Published 03:23 IST, September 3rd 2024
Brazil eyes taxing big tech and global minimum tax to meet fiscal goals
Dario Durigan noted that the proposals align with Brazil's G20 chair role and acknowledged their complex, time-consuming implementation.
Brazil's fiscal strategy: Brazil’s Finance Ministry is set to propose new tax measures to Congress later this year aimed at boosting revenue if shortfalls arise. The proposed measures include taxing major technology firms and enforcing a 15% global minimum tax on multinational corporations.
Aligning with G20 goals
Dario Durigan, the Finance Ministry’s executive secretary, highlighted that these proposals align with Brazil’s ongoing role as chair of the G20, focusing on global tax reforms. He acknowledged that implementing such changes is complex and time-consuming due to international approval processes.

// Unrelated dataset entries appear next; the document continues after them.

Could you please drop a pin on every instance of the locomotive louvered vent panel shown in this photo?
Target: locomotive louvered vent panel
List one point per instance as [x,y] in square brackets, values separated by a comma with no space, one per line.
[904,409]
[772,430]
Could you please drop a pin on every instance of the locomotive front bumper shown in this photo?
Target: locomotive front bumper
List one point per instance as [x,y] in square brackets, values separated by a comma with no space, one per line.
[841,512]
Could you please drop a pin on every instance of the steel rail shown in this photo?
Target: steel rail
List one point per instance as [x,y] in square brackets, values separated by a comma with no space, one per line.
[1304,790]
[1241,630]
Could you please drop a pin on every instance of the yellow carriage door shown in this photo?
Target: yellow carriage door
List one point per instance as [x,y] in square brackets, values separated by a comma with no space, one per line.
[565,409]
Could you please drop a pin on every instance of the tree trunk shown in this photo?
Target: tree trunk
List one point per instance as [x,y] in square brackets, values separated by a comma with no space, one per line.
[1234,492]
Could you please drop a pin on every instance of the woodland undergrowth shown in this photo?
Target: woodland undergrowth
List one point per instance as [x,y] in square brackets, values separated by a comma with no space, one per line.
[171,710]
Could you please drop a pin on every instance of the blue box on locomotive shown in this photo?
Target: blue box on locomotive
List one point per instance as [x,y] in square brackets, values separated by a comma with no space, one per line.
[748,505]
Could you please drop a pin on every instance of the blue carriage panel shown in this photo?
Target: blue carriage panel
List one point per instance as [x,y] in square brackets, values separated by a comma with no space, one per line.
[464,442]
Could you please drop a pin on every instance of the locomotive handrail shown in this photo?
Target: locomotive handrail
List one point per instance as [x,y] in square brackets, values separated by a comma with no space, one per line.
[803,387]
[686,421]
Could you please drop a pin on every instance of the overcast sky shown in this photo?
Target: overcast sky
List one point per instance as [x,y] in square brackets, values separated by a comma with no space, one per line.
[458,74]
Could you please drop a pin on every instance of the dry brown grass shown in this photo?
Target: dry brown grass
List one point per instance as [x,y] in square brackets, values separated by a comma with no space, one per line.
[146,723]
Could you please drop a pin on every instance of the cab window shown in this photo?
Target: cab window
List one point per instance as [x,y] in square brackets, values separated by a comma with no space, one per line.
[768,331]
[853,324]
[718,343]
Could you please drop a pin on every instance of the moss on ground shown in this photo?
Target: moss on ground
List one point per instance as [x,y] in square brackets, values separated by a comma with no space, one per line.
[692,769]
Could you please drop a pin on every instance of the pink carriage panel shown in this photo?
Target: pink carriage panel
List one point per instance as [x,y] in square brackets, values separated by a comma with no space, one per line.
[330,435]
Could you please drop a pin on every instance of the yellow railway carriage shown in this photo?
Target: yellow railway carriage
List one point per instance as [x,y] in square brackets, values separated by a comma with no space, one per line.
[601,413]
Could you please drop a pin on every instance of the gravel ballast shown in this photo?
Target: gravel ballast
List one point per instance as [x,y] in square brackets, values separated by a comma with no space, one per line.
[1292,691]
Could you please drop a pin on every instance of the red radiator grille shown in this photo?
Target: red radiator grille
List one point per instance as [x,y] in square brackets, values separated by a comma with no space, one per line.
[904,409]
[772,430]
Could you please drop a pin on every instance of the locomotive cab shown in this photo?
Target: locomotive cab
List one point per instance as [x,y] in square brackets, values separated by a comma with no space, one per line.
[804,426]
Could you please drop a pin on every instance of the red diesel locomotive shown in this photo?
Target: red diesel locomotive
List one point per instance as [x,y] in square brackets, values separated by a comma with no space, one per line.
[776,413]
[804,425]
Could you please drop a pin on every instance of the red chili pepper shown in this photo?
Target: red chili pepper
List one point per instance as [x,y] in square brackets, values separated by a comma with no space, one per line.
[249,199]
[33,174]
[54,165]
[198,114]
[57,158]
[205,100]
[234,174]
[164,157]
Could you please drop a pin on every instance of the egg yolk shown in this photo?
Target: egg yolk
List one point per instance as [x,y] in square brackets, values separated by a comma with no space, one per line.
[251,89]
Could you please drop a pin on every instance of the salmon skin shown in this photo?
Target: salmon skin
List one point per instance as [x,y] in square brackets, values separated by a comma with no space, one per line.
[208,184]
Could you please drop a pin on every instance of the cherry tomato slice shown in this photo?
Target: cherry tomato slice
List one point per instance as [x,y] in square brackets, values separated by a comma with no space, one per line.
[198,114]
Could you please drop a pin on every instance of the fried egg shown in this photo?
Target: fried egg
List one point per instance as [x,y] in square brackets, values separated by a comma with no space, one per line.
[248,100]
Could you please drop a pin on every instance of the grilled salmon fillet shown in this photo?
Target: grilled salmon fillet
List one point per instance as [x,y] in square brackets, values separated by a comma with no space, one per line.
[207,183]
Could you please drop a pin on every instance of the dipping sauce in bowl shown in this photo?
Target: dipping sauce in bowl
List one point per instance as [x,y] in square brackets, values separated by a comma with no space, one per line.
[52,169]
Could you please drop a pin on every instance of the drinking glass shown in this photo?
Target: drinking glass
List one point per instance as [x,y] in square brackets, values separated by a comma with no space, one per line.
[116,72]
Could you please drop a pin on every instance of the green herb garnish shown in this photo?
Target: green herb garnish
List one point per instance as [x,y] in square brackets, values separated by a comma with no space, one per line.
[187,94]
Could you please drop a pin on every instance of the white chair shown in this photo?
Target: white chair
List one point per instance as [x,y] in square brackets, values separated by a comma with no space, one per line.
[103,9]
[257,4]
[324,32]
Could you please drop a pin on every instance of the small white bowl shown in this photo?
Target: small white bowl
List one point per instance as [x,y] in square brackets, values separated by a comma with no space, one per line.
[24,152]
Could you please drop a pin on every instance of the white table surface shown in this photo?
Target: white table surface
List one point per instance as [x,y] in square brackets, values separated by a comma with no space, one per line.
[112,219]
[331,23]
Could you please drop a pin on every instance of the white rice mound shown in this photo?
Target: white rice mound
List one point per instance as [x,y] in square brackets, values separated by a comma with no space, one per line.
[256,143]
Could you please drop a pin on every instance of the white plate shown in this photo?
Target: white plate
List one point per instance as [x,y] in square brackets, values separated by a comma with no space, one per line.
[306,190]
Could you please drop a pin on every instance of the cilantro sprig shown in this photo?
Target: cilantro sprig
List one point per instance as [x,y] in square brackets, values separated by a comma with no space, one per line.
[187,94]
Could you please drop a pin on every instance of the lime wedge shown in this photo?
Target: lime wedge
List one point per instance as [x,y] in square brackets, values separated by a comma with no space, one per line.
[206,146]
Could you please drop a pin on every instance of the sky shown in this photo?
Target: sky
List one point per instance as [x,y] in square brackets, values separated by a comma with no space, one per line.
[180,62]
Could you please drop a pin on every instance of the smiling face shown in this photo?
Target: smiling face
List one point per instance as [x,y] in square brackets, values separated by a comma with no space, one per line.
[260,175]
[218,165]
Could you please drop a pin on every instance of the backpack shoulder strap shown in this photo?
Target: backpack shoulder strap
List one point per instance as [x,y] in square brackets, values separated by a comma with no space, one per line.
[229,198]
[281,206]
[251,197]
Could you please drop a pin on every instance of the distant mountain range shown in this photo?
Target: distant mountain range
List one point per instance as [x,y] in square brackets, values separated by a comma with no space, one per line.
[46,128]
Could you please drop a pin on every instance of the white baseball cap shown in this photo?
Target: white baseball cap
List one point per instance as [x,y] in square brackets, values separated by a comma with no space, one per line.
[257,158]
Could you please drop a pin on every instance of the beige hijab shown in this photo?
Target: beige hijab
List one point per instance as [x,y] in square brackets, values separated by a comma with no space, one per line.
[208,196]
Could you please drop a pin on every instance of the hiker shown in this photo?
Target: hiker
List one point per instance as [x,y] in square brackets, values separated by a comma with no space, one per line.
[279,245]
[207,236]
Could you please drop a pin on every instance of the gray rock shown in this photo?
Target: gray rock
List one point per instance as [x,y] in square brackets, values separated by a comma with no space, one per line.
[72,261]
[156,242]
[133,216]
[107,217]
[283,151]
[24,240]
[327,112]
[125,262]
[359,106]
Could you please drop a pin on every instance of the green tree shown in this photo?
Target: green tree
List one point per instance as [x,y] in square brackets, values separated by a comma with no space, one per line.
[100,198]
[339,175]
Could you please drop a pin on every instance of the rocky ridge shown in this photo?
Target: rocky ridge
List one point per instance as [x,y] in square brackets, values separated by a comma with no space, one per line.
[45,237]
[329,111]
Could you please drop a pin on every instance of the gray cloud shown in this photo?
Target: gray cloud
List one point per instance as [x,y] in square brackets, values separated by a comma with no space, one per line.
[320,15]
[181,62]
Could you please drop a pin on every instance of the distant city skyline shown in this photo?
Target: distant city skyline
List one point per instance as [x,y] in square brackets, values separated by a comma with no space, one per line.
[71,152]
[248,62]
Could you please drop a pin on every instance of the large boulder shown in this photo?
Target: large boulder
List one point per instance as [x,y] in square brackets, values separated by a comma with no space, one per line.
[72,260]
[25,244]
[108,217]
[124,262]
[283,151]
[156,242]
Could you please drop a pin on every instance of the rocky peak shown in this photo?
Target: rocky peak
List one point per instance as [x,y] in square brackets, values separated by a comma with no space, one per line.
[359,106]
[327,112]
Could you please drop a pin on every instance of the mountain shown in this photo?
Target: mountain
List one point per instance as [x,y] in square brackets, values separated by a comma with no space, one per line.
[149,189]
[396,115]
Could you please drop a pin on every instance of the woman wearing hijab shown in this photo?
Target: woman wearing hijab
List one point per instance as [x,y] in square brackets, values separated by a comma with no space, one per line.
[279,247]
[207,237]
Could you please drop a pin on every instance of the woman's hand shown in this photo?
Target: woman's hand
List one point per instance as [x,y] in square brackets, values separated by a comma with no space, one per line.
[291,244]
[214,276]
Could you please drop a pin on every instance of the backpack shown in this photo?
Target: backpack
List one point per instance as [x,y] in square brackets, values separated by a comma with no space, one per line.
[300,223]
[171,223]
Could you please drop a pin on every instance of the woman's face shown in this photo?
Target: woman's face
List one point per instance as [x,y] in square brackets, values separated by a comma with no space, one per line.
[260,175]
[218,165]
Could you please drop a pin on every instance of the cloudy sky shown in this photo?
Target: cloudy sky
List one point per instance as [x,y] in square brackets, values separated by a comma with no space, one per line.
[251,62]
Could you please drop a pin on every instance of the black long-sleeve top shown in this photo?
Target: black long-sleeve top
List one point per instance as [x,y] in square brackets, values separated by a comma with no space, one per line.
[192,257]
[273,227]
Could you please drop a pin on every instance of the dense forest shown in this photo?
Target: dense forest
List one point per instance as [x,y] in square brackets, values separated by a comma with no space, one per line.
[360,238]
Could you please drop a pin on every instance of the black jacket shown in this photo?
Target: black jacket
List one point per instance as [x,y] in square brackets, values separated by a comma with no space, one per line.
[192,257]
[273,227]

In the budget bill presented to Congress on Friday, the Finance Ministry projected a primary surplus of 3.7 billion reais for the next year. The ministry expects to generate 17.9 billion reais from increased income taxes and other adjustments.
The government also proposed modifications to the social contribution tax on corporate income (CSLL) and interest on equity payments (JCP) in a separate bill.
These adjustments are part of a broader package valued at 46.7 billion reais, which includes ending tax breaks for certain sectors and smaller municipalities, benefits the government has previously struggled to eliminate.
Durigan said that a Senate-passed bill, awaiting approval from the Lower House, retains these tax benefits but only covers fiscal compensation up to 2024. The Supreme Federal Court has ruled that these benefits cannot be granted without proper fiscal balancing.
Expected fiscal gains
The Finance Ministry estimates that tax negotiations could yield 58.5 billion reais next year, including 30 billion reais from a new dispute resolution program with Petrobras.
Additionally, they forecast an extra 28.5 billion reais from rulings by Brazil’s Federal Administrative Council of Tax Appeals (CARF), which handles administrative tax cases. Correcting tax distortions is expected to bring in another 20 billion reais.
Despite these plans, some experts are skeptical. Rafaela Vitoria, chief economist at Inter Bank, expressed doubts about the feasibility of the proposed tax increases and predicted a 2025 deficit of 110 billion reais, or 0.9% of GDP. Similarly, central bank economists anticipate a primary deficit of 0.76% of GDP for 2025, compared to the target of zero for both years.